Among the good things in the trilogy are the idea of mage and source, providing that necessary constraint on magic that every balanced fantasy requires. Another plus point is the range of human behaviour on offer. In the alliance against evil there are some characters who are wholly good (cynics might say too good), while another is prepared to kill someone to dispense instant justice, and a third considers it normal to flog or kill her slaves. Also, what we see of the nature and character of the gods is well done. It is difficult to depict a deity: too normal, too understandable and they are just super humans, while too strange or inhuman and they will seem to act randomly, incomprehensibly. Kay tends towards too human; but his portrayal of the nature and motivation of Ceinwen gives a sense of the power and otherness that the presence of a goddess might induce.
In the previous reviews I mentioned a couple of minor imperfections in the books; here is another. Dwarves are artists with their materials, fashioning metal or crystal into objects that are not only beautiful but can possess strange and powerful magic. Fair enough, it’s the sort of ability that dwarves are often given; however here there is no basis or explanation offered for this ability, and yet this magic can be so strong that it can affect gods.

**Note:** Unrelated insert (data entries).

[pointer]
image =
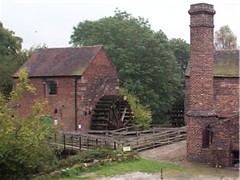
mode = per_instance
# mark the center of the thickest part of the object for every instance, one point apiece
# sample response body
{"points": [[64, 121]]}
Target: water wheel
{"points": [[111, 112]]}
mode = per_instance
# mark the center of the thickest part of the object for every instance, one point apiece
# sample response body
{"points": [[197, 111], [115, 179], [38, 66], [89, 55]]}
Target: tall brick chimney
{"points": [[200, 102]]}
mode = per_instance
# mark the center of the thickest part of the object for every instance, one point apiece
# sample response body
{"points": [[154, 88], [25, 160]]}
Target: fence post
{"points": [[80, 142], [55, 137], [114, 145], [64, 142], [72, 142], [87, 143], [96, 141]]}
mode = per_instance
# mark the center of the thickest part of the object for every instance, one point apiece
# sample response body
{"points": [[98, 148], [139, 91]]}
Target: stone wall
{"points": [[100, 78]]}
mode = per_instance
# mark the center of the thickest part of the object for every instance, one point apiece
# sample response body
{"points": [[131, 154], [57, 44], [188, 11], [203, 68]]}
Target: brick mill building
{"points": [[72, 80], [212, 94]]}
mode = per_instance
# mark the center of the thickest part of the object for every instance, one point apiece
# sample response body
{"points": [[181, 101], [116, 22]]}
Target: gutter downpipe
{"points": [[75, 101]]}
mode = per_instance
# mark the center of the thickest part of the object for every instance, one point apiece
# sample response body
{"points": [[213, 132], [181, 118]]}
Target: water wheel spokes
{"points": [[111, 112]]}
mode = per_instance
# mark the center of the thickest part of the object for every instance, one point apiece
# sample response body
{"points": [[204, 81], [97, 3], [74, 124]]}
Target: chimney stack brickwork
{"points": [[200, 102]]}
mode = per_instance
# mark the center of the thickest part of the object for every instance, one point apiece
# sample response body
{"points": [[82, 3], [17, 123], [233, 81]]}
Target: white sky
{"points": [[51, 22]]}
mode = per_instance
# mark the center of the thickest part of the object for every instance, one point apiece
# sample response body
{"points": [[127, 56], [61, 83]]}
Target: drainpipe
{"points": [[75, 101]]}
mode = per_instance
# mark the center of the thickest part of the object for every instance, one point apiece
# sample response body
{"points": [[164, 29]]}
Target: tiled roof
{"points": [[226, 63], [69, 61]]}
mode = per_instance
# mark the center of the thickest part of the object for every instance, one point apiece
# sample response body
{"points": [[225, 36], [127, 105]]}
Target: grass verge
{"points": [[150, 166]]}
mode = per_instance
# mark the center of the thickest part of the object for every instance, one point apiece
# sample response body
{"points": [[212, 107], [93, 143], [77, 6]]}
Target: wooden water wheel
{"points": [[111, 112]]}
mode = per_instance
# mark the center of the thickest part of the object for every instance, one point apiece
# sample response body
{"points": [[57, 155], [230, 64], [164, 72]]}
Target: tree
{"points": [[143, 58], [24, 149], [142, 114], [225, 39], [11, 57]]}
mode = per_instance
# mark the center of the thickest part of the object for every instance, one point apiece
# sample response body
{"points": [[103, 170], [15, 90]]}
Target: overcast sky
{"points": [[51, 22]]}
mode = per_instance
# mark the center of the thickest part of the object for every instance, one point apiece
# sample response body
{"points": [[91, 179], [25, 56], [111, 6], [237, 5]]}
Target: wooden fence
{"points": [[136, 140]]}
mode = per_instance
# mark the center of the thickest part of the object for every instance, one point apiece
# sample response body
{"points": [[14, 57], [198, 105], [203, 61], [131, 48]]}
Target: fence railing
{"points": [[136, 140]]}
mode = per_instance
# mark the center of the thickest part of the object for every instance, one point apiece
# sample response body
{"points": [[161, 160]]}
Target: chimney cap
{"points": [[201, 8]]}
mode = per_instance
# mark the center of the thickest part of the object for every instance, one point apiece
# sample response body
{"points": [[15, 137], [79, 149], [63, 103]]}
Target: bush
{"points": [[24, 149], [142, 114]]}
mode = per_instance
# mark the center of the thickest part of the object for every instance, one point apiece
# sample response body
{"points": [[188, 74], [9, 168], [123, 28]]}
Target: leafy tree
{"points": [[225, 39], [143, 58], [11, 57], [23, 147], [142, 114]]}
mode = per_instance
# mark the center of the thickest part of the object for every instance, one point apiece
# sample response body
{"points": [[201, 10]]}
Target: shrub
{"points": [[142, 114]]}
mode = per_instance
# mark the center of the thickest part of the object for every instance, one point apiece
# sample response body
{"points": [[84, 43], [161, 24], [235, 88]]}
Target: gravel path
{"points": [[174, 153]]}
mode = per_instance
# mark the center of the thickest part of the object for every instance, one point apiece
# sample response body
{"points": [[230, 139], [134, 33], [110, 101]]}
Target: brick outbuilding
{"points": [[211, 94], [72, 79]]}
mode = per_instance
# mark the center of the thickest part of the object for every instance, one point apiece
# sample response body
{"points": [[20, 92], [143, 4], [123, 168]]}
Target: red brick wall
{"points": [[225, 140], [59, 106], [226, 96], [99, 79], [199, 86]]}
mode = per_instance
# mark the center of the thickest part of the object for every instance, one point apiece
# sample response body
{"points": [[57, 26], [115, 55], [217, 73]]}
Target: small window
{"points": [[206, 137], [51, 88]]}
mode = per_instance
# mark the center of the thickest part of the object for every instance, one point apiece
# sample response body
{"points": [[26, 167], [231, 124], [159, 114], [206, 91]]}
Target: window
{"points": [[206, 137], [51, 88]]}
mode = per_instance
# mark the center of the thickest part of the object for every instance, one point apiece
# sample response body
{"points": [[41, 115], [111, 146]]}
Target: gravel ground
{"points": [[174, 153]]}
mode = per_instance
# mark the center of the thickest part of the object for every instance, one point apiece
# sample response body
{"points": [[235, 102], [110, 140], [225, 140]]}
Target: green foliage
{"points": [[144, 58], [225, 39], [142, 114], [24, 148], [11, 57]]}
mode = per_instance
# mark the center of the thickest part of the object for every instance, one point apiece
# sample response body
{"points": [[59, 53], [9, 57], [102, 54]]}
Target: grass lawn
{"points": [[150, 166]]}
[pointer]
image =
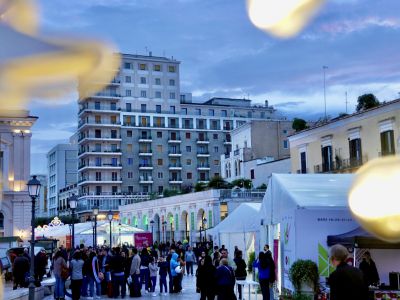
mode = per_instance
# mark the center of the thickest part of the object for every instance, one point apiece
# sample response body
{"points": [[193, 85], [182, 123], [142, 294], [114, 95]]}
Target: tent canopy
{"points": [[359, 238], [304, 191]]}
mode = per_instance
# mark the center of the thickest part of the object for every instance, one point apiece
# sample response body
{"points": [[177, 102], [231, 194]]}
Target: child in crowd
{"points": [[153, 275], [163, 265]]}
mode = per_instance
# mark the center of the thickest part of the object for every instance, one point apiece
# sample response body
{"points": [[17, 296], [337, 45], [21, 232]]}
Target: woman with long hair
{"points": [[264, 273]]}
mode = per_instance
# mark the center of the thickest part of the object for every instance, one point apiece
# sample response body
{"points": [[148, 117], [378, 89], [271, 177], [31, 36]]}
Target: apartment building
{"points": [[141, 135], [345, 143], [62, 166]]}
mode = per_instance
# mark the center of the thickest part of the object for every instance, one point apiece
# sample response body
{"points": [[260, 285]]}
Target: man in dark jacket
{"points": [[346, 282]]}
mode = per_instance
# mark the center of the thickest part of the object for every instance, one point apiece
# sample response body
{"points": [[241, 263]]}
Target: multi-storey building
{"points": [[142, 135], [345, 143], [62, 166]]}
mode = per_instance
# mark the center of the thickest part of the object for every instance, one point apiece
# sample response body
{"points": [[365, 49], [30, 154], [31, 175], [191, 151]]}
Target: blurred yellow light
{"points": [[282, 18], [374, 198]]}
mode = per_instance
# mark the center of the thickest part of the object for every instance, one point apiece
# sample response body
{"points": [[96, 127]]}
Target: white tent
{"points": [[298, 212], [238, 229]]}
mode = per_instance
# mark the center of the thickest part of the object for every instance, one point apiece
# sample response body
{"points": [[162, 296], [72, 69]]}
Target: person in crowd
{"points": [[368, 267], [76, 266], [153, 268], [94, 277], [346, 282], [264, 271], [225, 281], [144, 270], [163, 267], [174, 274], [20, 271], [117, 268], [59, 264], [135, 274], [40, 265], [205, 274], [240, 272], [190, 258]]}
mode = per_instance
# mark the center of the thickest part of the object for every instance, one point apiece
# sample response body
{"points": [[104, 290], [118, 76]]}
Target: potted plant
{"points": [[304, 276]]}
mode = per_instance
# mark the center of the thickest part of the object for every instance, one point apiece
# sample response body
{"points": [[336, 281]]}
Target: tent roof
{"points": [[309, 191], [243, 219], [359, 238]]}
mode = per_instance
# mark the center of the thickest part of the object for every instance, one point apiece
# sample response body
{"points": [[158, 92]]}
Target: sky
{"points": [[222, 54]]}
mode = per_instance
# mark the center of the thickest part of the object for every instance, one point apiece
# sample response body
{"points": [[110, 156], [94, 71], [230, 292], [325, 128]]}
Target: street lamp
{"points": [[152, 232], [73, 201], [33, 190], [110, 217], [95, 213]]}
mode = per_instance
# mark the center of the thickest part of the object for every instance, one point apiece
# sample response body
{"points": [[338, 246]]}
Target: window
{"points": [[285, 144]]}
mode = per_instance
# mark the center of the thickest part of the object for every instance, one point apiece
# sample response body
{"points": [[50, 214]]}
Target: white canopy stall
{"points": [[238, 229]]}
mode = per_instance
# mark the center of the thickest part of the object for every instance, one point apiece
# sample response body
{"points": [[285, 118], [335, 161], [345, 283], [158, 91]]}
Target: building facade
{"points": [[15, 203], [344, 144], [62, 166], [141, 135], [180, 217], [253, 143]]}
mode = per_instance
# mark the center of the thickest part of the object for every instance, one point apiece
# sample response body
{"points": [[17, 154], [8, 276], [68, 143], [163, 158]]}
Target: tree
{"points": [[299, 124], [366, 101]]}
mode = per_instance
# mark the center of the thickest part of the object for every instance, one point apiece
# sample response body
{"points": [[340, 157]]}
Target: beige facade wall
{"points": [[367, 125]]}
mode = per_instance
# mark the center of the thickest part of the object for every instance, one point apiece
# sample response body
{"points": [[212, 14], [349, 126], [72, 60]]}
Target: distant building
{"points": [[15, 151], [253, 144], [345, 143], [62, 166]]}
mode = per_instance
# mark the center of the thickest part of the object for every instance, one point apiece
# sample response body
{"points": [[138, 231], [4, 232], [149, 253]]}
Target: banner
{"points": [[143, 239]]}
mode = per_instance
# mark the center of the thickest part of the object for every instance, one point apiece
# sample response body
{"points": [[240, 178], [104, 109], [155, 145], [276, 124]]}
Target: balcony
{"points": [[145, 152], [145, 139], [203, 141], [174, 153], [145, 167]]}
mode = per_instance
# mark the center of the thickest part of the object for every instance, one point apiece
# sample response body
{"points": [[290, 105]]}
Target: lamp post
{"points": [[34, 190], [152, 229], [110, 217], [73, 201], [95, 213]]}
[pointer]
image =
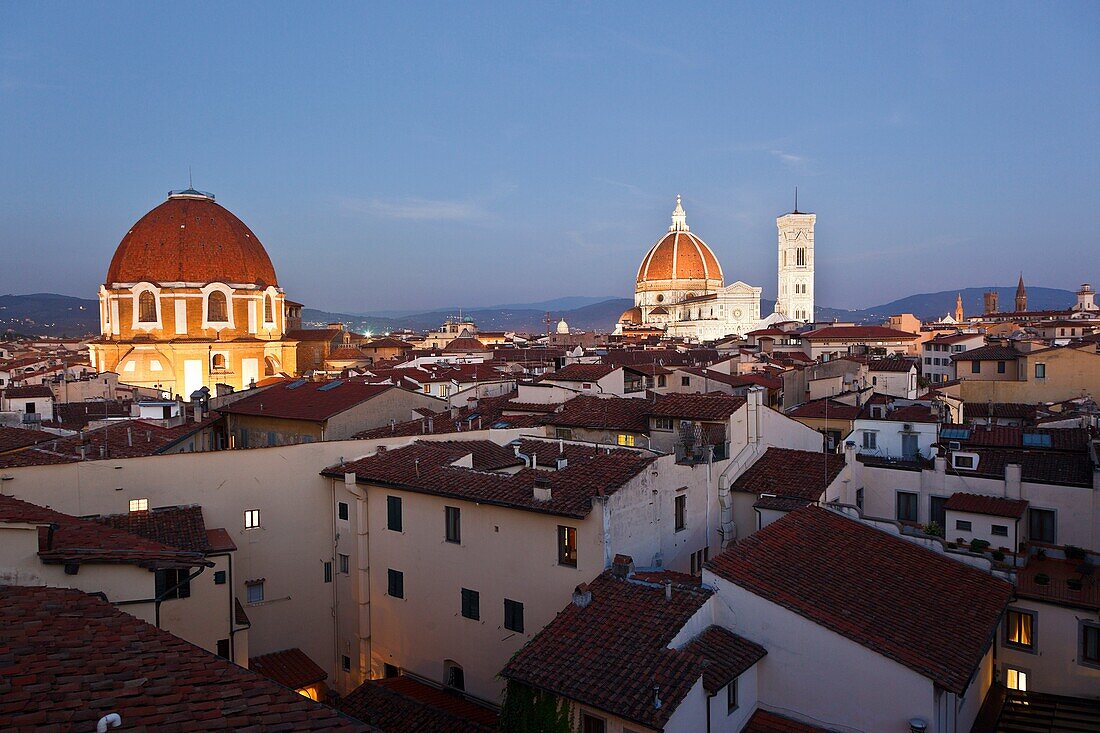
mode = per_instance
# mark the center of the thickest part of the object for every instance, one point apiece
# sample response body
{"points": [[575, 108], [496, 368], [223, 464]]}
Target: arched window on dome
{"points": [[217, 307], [146, 307]]}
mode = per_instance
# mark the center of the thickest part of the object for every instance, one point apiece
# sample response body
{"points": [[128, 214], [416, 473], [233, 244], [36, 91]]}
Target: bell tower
{"points": [[795, 296]]}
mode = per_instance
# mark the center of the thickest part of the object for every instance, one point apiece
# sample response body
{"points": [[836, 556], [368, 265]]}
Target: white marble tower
{"points": [[795, 298]]}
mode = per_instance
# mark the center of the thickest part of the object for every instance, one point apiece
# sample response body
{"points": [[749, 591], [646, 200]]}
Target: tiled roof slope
{"points": [[612, 653], [289, 668], [426, 467], [402, 704], [308, 401], [68, 658], [798, 474], [83, 540], [763, 721], [877, 590], [604, 413], [725, 656], [176, 526], [988, 505], [580, 373], [15, 438], [696, 406]]}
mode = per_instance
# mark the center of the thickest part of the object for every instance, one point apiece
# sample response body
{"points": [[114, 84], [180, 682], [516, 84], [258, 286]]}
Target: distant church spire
{"points": [[679, 218]]}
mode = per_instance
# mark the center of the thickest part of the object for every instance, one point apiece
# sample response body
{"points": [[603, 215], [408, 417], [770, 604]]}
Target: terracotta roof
{"points": [[307, 401], [402, 704], [696, 406], [795, 474], [990, 505], [987, 353], [580, 373], [28, 391], [427, 467], [763, 721], [831, 570], [613, 652], [12, 438], [70, 658], [289, 668], [891, 364], [190, 240], [628, 414], [858, 334], [175, 526], [76, 540], [726, 656]]}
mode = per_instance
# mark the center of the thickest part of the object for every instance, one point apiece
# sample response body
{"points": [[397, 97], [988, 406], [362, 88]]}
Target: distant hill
{"points": [[47, 314]]}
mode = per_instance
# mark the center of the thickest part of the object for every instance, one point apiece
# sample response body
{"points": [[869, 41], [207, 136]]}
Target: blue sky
{"points": [[409, 155]]}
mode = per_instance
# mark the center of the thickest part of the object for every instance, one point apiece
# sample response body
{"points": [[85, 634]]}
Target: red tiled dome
{"points": [[190, 239], [680, 255]]}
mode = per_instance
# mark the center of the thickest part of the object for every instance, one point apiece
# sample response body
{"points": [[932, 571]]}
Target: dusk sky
{"points": [[414, 155]]}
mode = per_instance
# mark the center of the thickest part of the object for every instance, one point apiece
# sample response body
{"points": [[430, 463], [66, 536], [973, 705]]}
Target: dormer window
{"points": [[217, 307], [146, 307]]}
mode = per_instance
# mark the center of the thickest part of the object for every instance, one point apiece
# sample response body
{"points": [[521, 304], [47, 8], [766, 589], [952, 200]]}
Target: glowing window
{"points": [[146, 307], [217, 307]]}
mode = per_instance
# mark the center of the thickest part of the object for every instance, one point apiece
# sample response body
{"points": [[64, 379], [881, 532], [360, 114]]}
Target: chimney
{"points": [[623, 566], [1012, 478], [541, 489]]}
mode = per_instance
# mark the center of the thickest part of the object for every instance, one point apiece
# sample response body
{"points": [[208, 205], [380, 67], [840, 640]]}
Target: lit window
{"points": [[1020, 628], [1015, 679], [567, 546], [146, 307], [217, 307]]}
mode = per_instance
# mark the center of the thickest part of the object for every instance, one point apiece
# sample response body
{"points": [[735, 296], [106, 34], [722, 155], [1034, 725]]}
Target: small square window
{"points": [[513, 615], [395, 583], [1020, 630], [471, 604], [394, 513]]}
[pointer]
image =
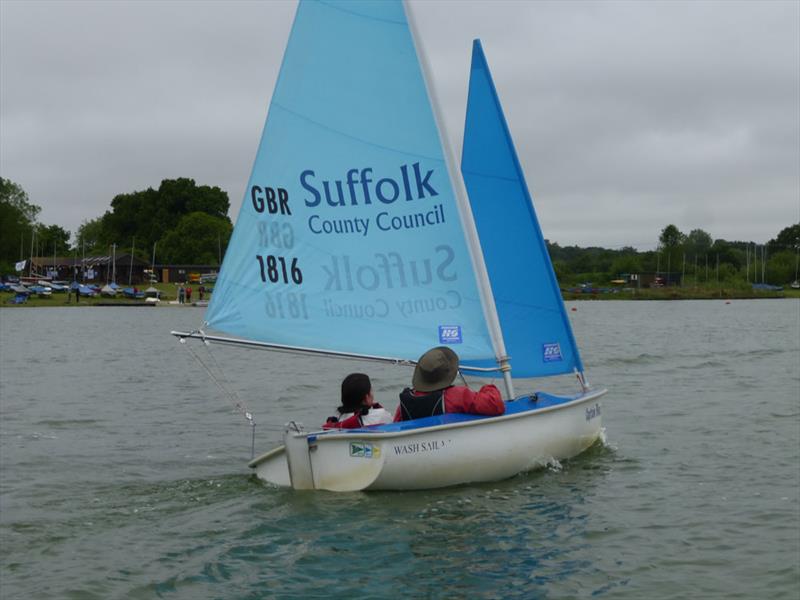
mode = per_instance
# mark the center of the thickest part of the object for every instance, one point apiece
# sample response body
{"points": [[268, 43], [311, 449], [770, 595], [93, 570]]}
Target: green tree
{"points": [[787, 239], [150, 215], [196, 240], [17, 220], [92, 236], [698, 243], [52, 238], [671, 237]]}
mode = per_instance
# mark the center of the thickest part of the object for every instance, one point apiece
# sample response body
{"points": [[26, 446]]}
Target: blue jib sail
{"points": [[536, 330], [349, 237]]}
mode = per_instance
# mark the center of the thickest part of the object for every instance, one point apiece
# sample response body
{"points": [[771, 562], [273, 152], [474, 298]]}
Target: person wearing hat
{"points": [[358, 408], [433, 392]]}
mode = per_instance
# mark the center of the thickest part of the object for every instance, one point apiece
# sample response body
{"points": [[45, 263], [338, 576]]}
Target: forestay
{"points": [[535, 326], [349, 237]]}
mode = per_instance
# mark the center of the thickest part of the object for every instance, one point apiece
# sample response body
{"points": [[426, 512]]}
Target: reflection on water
{"points": [[123, 470]]}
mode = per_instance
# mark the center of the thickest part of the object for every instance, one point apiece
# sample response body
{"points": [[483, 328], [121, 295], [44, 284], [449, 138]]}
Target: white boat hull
{"points": [[466, 449]]}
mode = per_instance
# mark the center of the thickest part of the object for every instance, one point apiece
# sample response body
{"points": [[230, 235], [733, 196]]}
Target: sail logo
{"points": [[450, 334], [365, 450], [551, 352], [360, 187]]}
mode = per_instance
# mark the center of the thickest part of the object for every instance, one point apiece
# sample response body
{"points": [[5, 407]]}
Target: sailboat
{"points": [[359, 237]]}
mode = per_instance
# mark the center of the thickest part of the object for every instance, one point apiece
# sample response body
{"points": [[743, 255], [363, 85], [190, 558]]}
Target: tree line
{"points": [[180, 222], [693, 258], [189, 224]]}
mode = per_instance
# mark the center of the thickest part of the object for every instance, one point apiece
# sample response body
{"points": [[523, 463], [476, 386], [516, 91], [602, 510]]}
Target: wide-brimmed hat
{"points": [[435, 370]]}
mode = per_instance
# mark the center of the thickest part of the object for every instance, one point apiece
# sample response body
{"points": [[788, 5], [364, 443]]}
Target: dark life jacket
{"points": [[418, 407]]}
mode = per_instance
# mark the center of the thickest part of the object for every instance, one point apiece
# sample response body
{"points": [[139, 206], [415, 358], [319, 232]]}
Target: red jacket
{"points": [[460, 399]]}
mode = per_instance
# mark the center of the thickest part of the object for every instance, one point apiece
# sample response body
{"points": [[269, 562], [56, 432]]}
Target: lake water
{"points": [[123, 470]]}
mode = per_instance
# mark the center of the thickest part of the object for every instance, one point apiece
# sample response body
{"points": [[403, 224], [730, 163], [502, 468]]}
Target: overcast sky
{"points": [[627, 116]]}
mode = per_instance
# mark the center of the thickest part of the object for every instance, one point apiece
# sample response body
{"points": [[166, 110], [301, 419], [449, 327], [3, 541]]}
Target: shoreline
{"points": [[671, 294]]}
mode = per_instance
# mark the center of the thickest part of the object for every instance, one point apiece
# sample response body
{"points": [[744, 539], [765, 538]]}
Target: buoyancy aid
{"points": [[413, 406]]}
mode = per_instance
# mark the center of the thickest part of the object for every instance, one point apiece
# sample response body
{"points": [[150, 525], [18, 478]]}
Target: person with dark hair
{"points": [[358, 408], [433, 392]]}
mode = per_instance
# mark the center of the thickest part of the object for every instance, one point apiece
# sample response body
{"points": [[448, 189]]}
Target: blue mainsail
{"points": [[536, 330], [349, 237]]}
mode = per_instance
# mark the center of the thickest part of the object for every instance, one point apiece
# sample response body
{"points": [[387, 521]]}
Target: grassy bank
{"points": [[169, 292], [678, 293]]}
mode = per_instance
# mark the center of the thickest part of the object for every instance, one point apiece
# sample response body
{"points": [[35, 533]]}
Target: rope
{"points": [[233, 397]]}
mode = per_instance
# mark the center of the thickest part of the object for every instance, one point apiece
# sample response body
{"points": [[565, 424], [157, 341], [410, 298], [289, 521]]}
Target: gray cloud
{"points": [[627, 116]]}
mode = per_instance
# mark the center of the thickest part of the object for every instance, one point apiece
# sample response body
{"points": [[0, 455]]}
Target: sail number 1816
{"points": [[277, 269]]}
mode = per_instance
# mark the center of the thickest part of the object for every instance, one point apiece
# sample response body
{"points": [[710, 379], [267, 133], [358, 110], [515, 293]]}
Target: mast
{"points": [[130, 268], [465, 212], [153, 264]]}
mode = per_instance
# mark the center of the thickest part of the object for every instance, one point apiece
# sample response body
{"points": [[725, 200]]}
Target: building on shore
{"points": [[168, 273], [122, 269]]}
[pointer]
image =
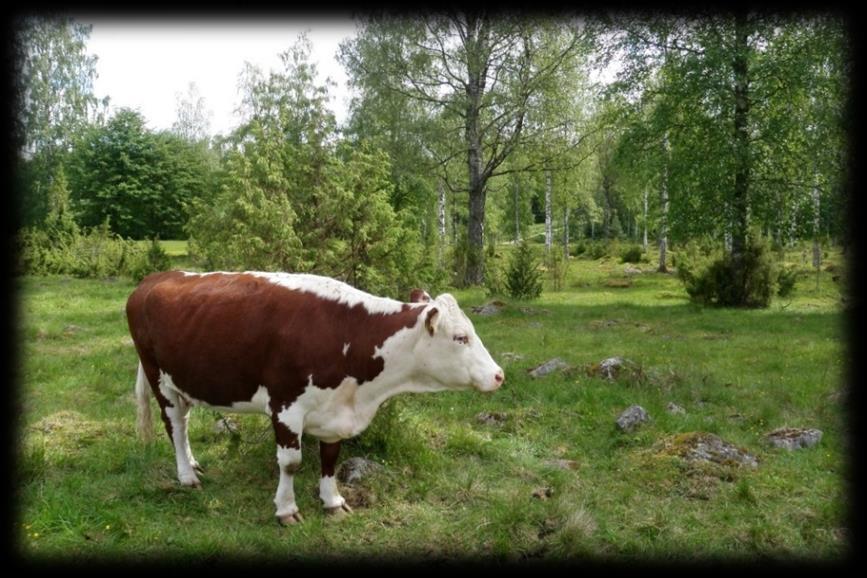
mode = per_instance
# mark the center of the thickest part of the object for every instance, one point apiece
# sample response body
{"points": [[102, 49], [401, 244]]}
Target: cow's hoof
{"points": [[338, 512], [290, 519]]}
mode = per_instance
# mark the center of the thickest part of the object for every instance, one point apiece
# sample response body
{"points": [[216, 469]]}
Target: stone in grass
{"points": [[549, 366], [357, 469], [793, 438], [632, 417], [613, 367], [491, 417], [488, 309], [674, 409], [707, 447], [226, 425]]}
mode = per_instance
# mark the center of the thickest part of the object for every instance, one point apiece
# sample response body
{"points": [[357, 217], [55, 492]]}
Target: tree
{"points": [[54, 102], [479, 76], [194, 119], [140, 181]]}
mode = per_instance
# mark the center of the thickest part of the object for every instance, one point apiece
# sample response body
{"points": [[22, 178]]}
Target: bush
{"points": [[786, 281], [729, 283], [92, 253], [523, 279], [632, 255]]}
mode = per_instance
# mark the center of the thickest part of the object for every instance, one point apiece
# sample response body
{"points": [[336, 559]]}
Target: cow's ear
{"points": [[419, 296], [431, 320]]}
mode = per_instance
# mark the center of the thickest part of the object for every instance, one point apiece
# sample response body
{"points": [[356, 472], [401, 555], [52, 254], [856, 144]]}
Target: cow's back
{"points": [[220, 336]]}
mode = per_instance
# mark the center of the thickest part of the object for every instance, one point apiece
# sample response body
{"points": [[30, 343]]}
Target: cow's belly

Not a major issue, but it would have been nice to have a hint of its origin. (As you can tell, I’m really struggling to find things to criticize.)
Who could possibly like High Fantasy and yet dislike this trilogy? I suppose there will be clone-haters who see dwarves and ‘elves’, good versus evil, and scream “Lord of the Rings” (as if Tolkien had invented dwarves and elves etc). More reasonably, there will be those who prefer less intense, less emotionally stirring fantasy: the Eddings sagas, for example, where the main participants are guaranteed to survive unharmed. For everyone else: well, I enjoy and admire all of Kay’s work, but for me this is his best to date. There is the usual excellence of characterization and writing, plus his best setting and plot; and the balance of these is exactly right. Add the bonus of (for once) sufficient magic, and you will see why it is the only work since Lord of Light that I have read and then immediately re-read.